"De todos os sentidos, o mais importante para a aprendizagem do amor, da vida em conjunto e da cidadania é a audição. Disse o escritor sagrado: "No princípio era o verbo". Eu acrescento: "Antes do verbo, era o silêncio". É do silêncio que nasce o ouvir. Só posso ouvir a palavra se meus ruídos interiores forem silenciados. Só posso ouvir a verdade do outro se eu parar de tagarelar. Quem fala muito não ouve. Sabem disso os poetas, esses seres de fala mínima. Eles falam, sim -para ouvir as vozes do silêncio.
Veja esse poema de Fernando Pessoa, dirigido a um poeta: "Cessa o teu canto!/ Cessa, que, enquanto/ O ouvi, ouvia/ Uma outra voz/ Com que vindo/ Nos interstícios/ Do brando encanto/ Com que o teu canto/ Vinha até nós.// Ouvi-te e ouvi-a/ No mesmo tempo/ E diferentes/ Juntas cantar./ E a melodia/ Que não havia./ Se agora a lembro,/ Faz-me chorar". A magia do poema não está nas palavras do poeta. Está nos interstícios silenciosos que há entre as suas palavras. É nesse silêncio que se ouve a melodia que não havia. Aí a magia acontece: a melodia me faz chorar.

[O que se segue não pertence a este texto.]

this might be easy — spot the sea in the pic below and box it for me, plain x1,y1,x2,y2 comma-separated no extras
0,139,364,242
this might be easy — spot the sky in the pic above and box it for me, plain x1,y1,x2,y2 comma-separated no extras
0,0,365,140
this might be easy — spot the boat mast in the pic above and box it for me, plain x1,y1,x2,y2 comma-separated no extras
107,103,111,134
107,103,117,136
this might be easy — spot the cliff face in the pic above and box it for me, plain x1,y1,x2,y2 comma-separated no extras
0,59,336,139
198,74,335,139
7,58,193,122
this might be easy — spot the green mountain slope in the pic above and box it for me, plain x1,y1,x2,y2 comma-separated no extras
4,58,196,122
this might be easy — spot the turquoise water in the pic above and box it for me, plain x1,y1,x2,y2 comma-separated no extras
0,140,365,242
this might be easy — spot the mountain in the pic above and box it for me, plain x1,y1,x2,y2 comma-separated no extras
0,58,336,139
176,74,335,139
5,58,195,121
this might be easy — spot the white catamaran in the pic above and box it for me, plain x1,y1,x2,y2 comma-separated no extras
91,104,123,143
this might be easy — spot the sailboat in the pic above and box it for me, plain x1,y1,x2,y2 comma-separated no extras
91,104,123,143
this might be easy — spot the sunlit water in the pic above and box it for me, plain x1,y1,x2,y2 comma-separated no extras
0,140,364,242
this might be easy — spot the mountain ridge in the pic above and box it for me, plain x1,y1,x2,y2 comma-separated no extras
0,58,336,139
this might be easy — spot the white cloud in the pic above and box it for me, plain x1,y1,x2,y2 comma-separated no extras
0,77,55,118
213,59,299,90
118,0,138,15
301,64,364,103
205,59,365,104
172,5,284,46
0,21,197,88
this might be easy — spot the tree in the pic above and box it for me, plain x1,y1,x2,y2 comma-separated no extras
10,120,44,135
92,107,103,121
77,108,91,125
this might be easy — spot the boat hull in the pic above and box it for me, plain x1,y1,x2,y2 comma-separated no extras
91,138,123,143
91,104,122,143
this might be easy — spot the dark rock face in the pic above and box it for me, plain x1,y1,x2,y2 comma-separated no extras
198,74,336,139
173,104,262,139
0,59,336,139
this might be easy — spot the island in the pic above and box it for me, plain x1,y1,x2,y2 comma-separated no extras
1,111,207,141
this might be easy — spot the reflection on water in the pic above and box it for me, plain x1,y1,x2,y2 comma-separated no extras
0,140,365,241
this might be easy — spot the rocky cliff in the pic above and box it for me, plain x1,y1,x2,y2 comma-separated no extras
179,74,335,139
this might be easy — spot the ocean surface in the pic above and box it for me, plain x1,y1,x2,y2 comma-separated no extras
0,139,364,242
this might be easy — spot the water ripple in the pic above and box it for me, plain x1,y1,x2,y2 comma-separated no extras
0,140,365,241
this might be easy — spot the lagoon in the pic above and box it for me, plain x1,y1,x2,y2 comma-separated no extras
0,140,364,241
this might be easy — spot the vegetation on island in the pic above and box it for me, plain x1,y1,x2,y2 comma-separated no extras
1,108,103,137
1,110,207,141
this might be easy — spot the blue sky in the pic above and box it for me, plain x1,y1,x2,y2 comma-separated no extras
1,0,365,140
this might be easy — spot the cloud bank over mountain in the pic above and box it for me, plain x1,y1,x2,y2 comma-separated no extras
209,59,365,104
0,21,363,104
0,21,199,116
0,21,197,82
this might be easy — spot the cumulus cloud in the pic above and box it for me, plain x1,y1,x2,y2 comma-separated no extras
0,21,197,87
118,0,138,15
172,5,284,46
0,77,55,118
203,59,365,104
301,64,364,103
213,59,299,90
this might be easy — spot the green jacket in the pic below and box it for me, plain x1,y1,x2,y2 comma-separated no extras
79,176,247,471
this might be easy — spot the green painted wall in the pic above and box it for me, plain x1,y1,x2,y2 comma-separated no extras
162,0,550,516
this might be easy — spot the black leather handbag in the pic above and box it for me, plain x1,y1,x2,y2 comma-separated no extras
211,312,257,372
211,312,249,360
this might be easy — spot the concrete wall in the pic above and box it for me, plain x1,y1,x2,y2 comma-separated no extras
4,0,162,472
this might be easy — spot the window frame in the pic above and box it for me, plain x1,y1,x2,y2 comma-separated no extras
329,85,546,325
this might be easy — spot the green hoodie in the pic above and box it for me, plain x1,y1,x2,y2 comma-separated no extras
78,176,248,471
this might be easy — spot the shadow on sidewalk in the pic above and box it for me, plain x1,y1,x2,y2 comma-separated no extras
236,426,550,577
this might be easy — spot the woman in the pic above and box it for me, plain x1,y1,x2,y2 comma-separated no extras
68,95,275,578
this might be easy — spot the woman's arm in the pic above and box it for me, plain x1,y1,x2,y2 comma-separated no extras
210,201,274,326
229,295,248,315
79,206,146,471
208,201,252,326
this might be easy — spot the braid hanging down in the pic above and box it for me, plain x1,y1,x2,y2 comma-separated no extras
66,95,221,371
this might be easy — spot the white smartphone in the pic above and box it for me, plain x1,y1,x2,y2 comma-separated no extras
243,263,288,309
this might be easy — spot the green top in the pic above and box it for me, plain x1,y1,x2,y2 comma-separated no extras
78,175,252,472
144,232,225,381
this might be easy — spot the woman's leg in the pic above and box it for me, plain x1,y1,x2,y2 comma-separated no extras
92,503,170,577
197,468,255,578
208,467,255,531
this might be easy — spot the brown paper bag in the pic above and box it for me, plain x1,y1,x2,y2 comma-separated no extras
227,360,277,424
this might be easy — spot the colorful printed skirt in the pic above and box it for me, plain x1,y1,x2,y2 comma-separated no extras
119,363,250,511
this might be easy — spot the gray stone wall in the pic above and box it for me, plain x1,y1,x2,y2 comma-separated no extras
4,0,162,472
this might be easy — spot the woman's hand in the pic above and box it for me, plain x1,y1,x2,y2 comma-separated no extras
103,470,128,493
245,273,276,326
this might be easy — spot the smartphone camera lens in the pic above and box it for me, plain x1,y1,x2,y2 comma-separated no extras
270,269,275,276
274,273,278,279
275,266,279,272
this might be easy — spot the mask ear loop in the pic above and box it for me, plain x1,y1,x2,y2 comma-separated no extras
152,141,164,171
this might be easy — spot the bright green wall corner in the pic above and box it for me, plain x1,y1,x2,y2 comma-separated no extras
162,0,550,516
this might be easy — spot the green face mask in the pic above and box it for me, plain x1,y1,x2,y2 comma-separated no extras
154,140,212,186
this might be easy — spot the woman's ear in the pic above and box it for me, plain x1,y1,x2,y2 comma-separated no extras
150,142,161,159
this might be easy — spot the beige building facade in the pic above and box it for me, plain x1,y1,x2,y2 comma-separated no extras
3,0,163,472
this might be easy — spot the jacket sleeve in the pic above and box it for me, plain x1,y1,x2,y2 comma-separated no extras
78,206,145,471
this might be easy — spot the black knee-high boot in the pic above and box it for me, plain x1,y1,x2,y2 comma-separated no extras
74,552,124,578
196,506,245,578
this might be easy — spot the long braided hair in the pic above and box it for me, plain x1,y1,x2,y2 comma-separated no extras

Não nos sentimos em casa no silêncio. Quando a conversa pára por não haver o que dizer, tratamos logo de falar qualquer coisa, para pôr um fim ao silêncio. Vez por outra tenho vontade de escrever um ensaio sobre a psicologia dos elevadores. Ali estamos, nós dois, fechados naquele cubículo. Um diante do outro. Olhamos nos olhos um do outro? Ou olhamos para o chão? Nada temos a falar. Esse silêncio é como se fosse uma ofensa. Aí falamos sobre o tempo. Mas nós dois bem sabemos que se trata de uma farsa para encher o tempo até que o elevador pare.
Os orientais entendem melhor do que nós. Se não me engano, o nome do filme em que vi esta cena é "Aconteceu em Tóquio". Duas velhinhas se visitavam. Por horas ficavam juntas, sem dizer uma única palavra. Nada diziam porque no seu silêncio morava um mundo. Faziam silêncio não por não ter nada a dizer, mas porque o que tinham a dizer não cabia em palavras. A filosofia ocidental é obcecada pela questão do ser. A filosofia oriental, pela questão do vazio, do nada. É no vazio da jarra que se colocam flores.
O aprendizado do ouvir não se encontra em nossos currículos. A prática educativa tradicional se inicia com a palavra do professor. A menininha, Andréa, voltava do seu primeiro dia na creche. "Como é a professora?", sua mãe lhe perguntou. Ao que ela respondeu: "Ela grita...". Não bastava que a professora falasse. Ela gritava. Não me lembro de que minha primeira professora, dona Clotilde, tivesse jamais gritado. Mas me lembro dos gritos esganiçados que vinham da sala ao lado. Um único grito enche o espaço de medo. Na escola, a violência começa com estupros verbais.
Milan Kundera conta a estória de Tamina, uma garçonete: "Todo mundo gosta de Tamina. Porque ela sabe ouvir o que lhe contam. Mas será que ela ouve mesmo? Não sei... O que conta é que ela não interrompe a fala. Vocês sabem o que acontece quando duas pessoas falam. Uma fala e outra lhe corta a palavra -"É exatamente como eu, eu...'- e começa a falar de si, até que a primeira consiga, por sua vez, cortar -"É exatamente como eu, eu...". Essa frase parece ser uma maneira de continuar a reflexão do outro, mas é um engodo. É uma revolta brutal contra uma violência brutal: um esforço para libertar o nosso ouvido da escravidão e ocupar, à força, o ouvido do adversário. Pois toda a vida do homem entre os seus semelhantes nada mais é do que um combate para se apossar do ouvido do outro."